Does it? To me, it seems more proof that software development trends are cyclical. It's also just not all that apparent that things like HTMX are all that popular. React is much more popular than any of them, and then JQuery remains even more popular than React, at least in terms of finding it on the web.
Working with XHR sending full HTML responses, it's pretty clear to me that there's some major tradeoffs to this approach. The payload sizes are larger and interactivity is dependent on round trips to the server. so you're increasing server load and are increasing payload sizes to save on client side processing.
If your views are data driven, then there's plenty of cases where you may want to have interactivity. filtering or sorting results, for example. So you click a column header, then you're sending another request to the server, asking for a new table with the newly sorted rows, it renders it, sends it back to the client, and then replaced the entirety of the table contents with the new contents. and then htmx does some magic to make it behave closer to native HTML (like enabling css transitions on replaced elements, for example).
Storing the state client side, you can perform a lot of these transformations without talking to the server again until you want to actually change data.

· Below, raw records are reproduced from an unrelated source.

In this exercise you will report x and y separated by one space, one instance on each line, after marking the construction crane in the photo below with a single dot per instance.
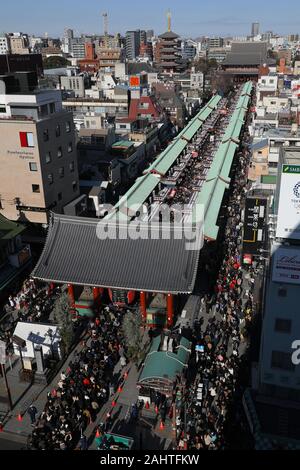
169 16
105 23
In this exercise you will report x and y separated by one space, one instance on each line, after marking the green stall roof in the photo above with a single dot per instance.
211 217
165 365
136 196
167 158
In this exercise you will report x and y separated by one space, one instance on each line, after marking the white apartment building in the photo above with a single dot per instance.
38 157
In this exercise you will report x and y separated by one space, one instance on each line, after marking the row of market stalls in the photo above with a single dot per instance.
123 253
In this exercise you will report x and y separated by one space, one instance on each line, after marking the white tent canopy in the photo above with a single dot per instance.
37 334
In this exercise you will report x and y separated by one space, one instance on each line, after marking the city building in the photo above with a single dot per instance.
167 53
67 40
18 43
188 50
133 43
15 256
77 46
11 63
273 402
109 57
255 28
217 54
215 43
245 59
38 159
75 84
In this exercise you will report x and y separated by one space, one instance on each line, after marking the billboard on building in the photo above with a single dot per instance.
255 226
288 224
286 265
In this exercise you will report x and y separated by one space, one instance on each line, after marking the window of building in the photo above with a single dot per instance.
48 157
282 292
33 166
43 110
36 188
46 135
282 360
283 325
26 139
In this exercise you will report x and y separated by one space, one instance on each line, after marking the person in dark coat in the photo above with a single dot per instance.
32 411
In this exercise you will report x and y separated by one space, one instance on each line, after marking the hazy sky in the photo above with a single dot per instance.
191 18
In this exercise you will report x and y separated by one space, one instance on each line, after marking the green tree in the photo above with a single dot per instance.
54 62
63 319
132 331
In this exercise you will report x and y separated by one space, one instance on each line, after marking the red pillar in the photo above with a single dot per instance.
143 303
170 310
96 294
71 294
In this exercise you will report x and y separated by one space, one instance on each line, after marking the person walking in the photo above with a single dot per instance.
32 411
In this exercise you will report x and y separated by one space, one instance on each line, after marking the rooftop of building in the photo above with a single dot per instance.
9 229
169 35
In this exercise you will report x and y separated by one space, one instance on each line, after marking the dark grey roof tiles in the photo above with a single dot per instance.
74 254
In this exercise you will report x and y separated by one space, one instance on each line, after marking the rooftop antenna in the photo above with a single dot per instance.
169 16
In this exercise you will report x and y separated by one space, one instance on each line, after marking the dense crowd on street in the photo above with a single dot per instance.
84 387
33 303
202 417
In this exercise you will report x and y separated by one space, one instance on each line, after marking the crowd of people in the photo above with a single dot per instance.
202 416
33 303
84 387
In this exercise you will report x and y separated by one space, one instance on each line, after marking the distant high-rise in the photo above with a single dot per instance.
69 33
132 44
255 29
149 34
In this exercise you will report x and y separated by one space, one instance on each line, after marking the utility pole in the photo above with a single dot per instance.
3 370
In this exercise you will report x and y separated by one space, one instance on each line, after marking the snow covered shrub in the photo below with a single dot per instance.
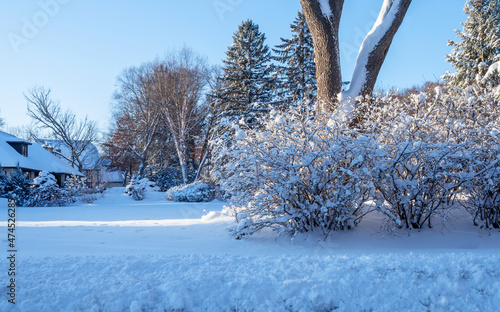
483 186
428 143
18 186
137 189
195 192
416 182
296 175
46 193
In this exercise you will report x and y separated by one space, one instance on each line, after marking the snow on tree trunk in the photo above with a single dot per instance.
323 18
375 47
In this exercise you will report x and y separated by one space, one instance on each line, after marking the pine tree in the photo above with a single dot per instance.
245 87
297 72
479 46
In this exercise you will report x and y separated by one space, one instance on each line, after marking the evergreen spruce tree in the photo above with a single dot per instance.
245 87
297 71
479 46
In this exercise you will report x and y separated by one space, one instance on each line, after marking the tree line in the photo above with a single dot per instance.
167 112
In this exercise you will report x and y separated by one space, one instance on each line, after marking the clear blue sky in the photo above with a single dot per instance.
78 48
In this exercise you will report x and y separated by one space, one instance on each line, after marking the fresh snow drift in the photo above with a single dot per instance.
121 255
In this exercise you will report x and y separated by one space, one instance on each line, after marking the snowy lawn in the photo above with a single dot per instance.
154 255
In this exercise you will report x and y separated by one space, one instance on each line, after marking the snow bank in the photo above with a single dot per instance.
391 282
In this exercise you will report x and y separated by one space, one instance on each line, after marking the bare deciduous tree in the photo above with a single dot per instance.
135 107
75 134
180 80
323 19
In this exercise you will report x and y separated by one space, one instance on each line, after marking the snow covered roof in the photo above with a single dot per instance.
38 158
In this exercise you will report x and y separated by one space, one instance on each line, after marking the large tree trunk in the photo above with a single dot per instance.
323 17
323 22
375 47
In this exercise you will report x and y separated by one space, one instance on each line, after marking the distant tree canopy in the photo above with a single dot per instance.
158 114
246 85
76 135
296 72
479 45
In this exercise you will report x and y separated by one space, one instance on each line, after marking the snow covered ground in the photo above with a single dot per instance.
154 255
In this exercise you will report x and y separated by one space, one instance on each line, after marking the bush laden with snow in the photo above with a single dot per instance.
296 176
17 186
4 184
433 146
194 192
138 188
416 182
46 193
483 188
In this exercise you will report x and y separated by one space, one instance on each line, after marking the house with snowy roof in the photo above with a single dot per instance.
93 167
31 158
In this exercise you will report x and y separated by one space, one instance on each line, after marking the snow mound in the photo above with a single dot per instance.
443 282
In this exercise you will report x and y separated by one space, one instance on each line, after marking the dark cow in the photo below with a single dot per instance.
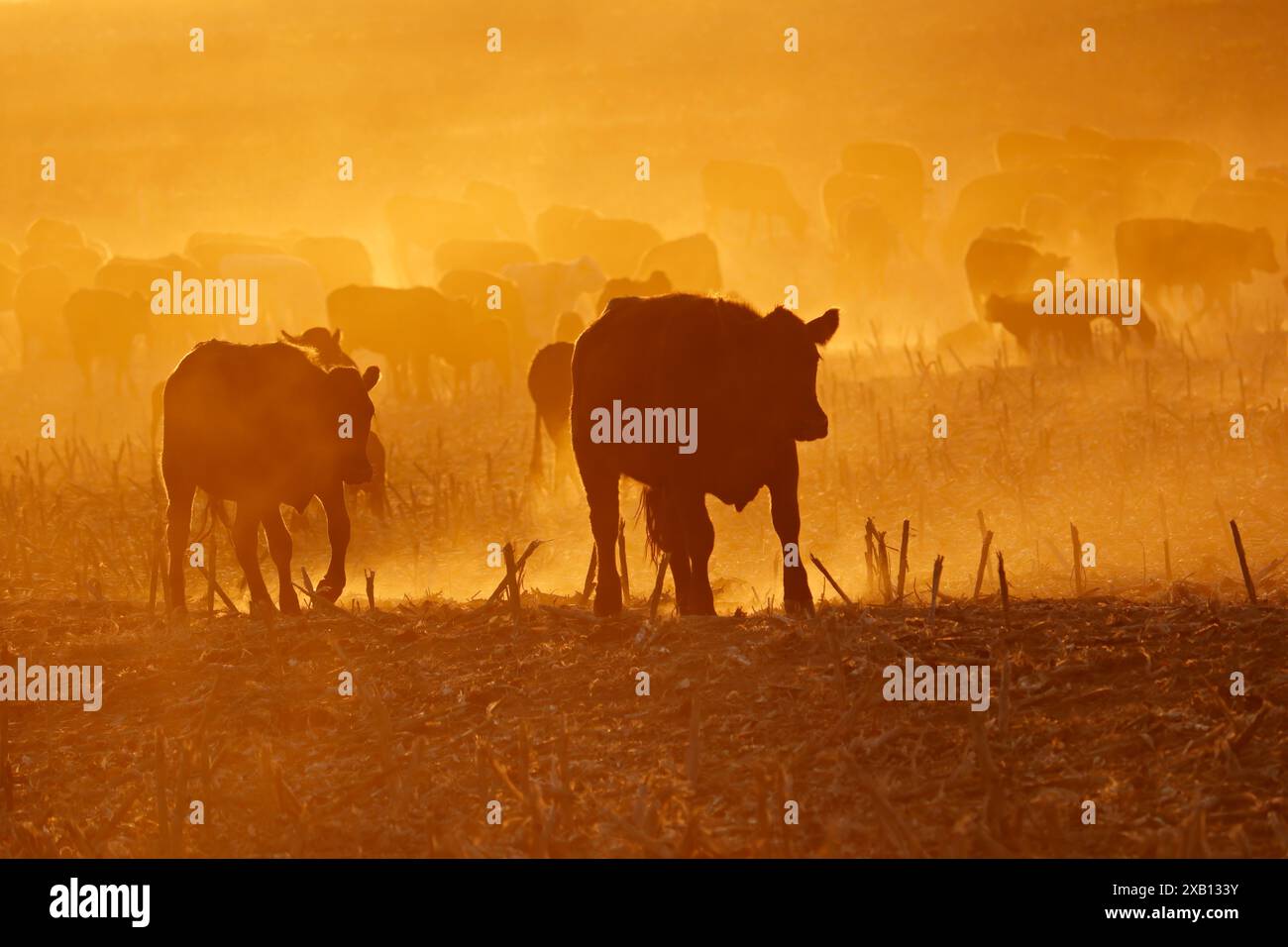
102 325
1037 334
1166 253
262 425
751 380
550 386
326 348
656 285
1005 268
496 295
691 263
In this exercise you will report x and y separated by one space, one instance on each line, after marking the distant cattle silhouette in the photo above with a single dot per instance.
103 325
1245 204
423 223
756 195
168 337
616 244
412 326
1059 334
751 380
261 425
391 322
38 305
888 172
550 386
1005 268
550 289
656 285
1166 253
338 261
327 352
288 290
691 263
494 295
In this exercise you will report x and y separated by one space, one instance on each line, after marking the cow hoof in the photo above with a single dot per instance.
330 590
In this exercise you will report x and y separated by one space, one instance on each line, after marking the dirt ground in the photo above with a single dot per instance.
1125 703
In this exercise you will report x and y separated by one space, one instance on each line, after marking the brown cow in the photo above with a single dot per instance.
263 425
750 379
550 386
326 348
102 324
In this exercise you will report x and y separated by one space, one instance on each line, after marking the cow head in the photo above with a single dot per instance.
349 394
794 347
325 342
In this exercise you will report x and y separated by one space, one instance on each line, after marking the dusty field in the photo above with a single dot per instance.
1121 697
1124 703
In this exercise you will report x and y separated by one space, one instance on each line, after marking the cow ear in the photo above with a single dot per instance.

I'm all for sending plain html from the server. If your views are static and largely unchanging, then sure, by all means, send it over. You don't need a JSON response to render a blog post on the frontend. But as soon as you want any sort of interactivity in your forms or data views, then you probably don't want to make every interaction a round trip to the server and then you're back at having to think about state on the client, at which point objects in JS are just going to facilitate your needs better than html elements.
> Storing the state client side, you can perform a lot of these transformations without talking to the server again until you want to actually change data.
Only if you're only working with a tiny amount of data...
For example, say you have a dataset with 10k records. You're not going to want to send that all to the client so it can sort it locally. Much more efficient to send just the first 100 or whatever results. Then when the user clicks the sort button, ask the backend to re-sort it and give you the first 100 results again.
Bonus: those 100 results are already formatted as html table rows and htmx easily slots them right into the correct spot on the page.
But even with a modest 100 rows being retrieved, the payload size of fully rendered HTML is generally going to be substantially larger than JSON. These add up quickly when you're making round trip requests to the server for interactivity, especially if it's something like reordering tables.
This is a clear tradeoff and it's why we see trends like this oscillate between client-side and server-side.
I think React is seeing the downsides of being entirely client-side, which is why there's so much development into server side components. Conversely, things like HTMX are tackling problems of handling local state, client/server side caching, and well, payload sizes.